Najbardziej efektownie zapowiada się trzeci dzień uroczystości. Specjalnie na tę okazję zostanie utworzona orkiestra składająca się absolwentów szkoły, grających obecnie w różnych orkiestrach symfonicznych całego świata. Na koncercie mają stawić się znamienici goście z ministrem kultury Bogdanem Zdrojewskim na czele. Później zgromadzonym zaprezentuje się inny absolwent bielskiej szkoły, prof. Jerzy Sterczyński z Uniwersytetu Muzycznego w Warszawie. Czwartego dnia odbędzie się koncert o charakterze jazzowym. Uroczystości zakończy bal absolwentów w hotelu Vienna.

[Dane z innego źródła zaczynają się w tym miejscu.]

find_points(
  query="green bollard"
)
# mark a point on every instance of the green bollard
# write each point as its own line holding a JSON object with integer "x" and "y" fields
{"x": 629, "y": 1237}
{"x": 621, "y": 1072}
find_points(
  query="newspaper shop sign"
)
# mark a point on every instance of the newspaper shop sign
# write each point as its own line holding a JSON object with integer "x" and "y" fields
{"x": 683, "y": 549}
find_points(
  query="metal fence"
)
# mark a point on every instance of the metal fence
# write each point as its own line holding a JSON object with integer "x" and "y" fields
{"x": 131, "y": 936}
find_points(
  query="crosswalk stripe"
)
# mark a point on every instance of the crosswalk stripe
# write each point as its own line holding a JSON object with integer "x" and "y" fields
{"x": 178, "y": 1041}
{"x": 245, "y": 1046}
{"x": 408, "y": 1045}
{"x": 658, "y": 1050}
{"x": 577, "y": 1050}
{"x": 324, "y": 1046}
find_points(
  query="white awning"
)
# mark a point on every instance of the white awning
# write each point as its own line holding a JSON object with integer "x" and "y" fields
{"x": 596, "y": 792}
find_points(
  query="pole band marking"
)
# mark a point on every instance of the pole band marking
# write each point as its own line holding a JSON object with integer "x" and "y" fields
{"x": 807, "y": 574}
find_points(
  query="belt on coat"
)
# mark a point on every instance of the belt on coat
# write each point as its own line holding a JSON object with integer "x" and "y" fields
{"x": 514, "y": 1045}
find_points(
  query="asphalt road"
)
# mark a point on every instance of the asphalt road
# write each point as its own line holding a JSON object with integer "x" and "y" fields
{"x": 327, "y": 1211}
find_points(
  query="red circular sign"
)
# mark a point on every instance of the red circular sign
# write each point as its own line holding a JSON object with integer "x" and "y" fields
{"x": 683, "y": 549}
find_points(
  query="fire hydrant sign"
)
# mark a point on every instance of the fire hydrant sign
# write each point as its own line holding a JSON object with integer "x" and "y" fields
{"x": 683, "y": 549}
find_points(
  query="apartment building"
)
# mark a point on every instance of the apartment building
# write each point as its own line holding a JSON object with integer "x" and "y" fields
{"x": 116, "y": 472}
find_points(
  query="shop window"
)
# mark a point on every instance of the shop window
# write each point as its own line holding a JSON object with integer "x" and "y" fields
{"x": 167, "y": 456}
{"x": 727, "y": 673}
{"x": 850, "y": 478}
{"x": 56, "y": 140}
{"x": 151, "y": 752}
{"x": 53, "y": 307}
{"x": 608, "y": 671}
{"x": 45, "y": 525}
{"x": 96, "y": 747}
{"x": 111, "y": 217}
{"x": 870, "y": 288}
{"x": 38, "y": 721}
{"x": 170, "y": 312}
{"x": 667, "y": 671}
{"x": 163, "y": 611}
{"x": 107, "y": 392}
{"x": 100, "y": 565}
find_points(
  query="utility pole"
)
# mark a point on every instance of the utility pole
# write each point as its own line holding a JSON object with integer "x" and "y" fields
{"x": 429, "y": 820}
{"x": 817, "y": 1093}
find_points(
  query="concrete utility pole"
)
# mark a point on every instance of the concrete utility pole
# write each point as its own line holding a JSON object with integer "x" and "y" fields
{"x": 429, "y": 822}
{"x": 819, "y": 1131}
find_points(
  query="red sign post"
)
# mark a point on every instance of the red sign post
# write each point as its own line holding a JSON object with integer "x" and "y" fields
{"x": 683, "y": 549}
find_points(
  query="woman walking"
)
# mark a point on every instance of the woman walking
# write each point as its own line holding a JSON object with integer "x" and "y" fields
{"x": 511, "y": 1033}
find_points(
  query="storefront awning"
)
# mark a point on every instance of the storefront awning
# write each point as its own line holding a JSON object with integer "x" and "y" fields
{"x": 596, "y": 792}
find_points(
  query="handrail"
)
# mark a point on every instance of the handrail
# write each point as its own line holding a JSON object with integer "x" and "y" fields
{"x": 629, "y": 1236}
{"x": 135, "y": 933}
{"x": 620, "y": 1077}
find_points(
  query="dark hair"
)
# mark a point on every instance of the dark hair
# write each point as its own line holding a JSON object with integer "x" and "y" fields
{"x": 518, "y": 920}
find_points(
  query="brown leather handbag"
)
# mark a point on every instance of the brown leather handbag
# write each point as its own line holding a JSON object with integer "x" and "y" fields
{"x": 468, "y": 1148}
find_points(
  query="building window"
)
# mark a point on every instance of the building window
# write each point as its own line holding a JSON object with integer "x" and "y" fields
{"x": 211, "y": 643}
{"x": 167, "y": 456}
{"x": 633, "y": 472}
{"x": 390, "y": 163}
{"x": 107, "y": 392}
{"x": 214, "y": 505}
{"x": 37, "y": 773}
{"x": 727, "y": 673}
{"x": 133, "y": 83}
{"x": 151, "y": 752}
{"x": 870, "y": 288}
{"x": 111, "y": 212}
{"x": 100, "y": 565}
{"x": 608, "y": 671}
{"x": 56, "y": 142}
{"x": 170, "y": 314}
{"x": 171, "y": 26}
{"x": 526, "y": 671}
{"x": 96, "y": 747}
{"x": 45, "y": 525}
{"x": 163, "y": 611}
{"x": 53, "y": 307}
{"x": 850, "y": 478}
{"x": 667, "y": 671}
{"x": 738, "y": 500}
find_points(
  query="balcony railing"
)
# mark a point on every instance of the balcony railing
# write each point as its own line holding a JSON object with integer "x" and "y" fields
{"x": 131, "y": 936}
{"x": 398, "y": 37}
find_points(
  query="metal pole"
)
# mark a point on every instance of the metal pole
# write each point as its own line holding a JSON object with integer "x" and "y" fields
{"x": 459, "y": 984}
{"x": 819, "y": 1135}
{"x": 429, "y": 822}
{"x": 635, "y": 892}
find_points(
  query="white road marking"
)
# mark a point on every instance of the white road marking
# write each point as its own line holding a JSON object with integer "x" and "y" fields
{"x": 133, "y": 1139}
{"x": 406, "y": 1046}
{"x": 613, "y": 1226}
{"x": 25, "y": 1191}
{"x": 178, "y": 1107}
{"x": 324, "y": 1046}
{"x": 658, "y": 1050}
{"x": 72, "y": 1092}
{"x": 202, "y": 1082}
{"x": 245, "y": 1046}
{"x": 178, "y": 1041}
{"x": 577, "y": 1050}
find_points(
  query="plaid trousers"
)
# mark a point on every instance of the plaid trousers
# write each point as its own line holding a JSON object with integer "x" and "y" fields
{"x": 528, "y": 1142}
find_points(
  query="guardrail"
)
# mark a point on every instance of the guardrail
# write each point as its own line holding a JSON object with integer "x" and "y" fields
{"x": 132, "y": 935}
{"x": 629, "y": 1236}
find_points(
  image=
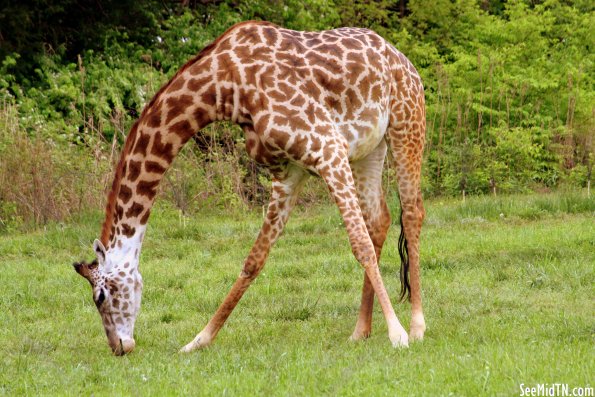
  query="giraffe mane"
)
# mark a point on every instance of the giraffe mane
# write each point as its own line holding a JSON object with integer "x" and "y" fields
{"x": 121, "y": 167}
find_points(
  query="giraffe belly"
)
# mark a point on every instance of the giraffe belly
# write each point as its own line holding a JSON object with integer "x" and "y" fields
{"x": 362, "y": 141}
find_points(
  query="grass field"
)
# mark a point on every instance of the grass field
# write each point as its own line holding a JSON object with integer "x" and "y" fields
{"x": 508, "y": 288}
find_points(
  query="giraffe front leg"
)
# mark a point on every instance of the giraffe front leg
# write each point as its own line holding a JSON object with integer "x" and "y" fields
{"x": 283, "y": 197}
{"x": 340, "y": 182}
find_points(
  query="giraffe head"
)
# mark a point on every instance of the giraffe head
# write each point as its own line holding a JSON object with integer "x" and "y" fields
{"x": 117, "y": 289}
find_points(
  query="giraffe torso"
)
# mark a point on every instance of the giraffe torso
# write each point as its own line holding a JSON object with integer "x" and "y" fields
{"x": 295, "y": 92}
{"x": 300, "y": 97}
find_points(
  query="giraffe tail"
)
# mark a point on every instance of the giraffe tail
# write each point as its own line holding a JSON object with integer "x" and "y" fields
{"x": 404, "y": 254}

Nie ulega wątpliwości, że jedyna sala koncertowa z prawdziwego zdarzenia w prawie dwustutysięcznym mieście będzie tętniła ożywionym życiem muzycznym. Niewykluczone, że swoje miejsce znajdą w niej miejskie imprezy o charakterze cyklicznym, jak np. Bielska Zadymka Jazzowa.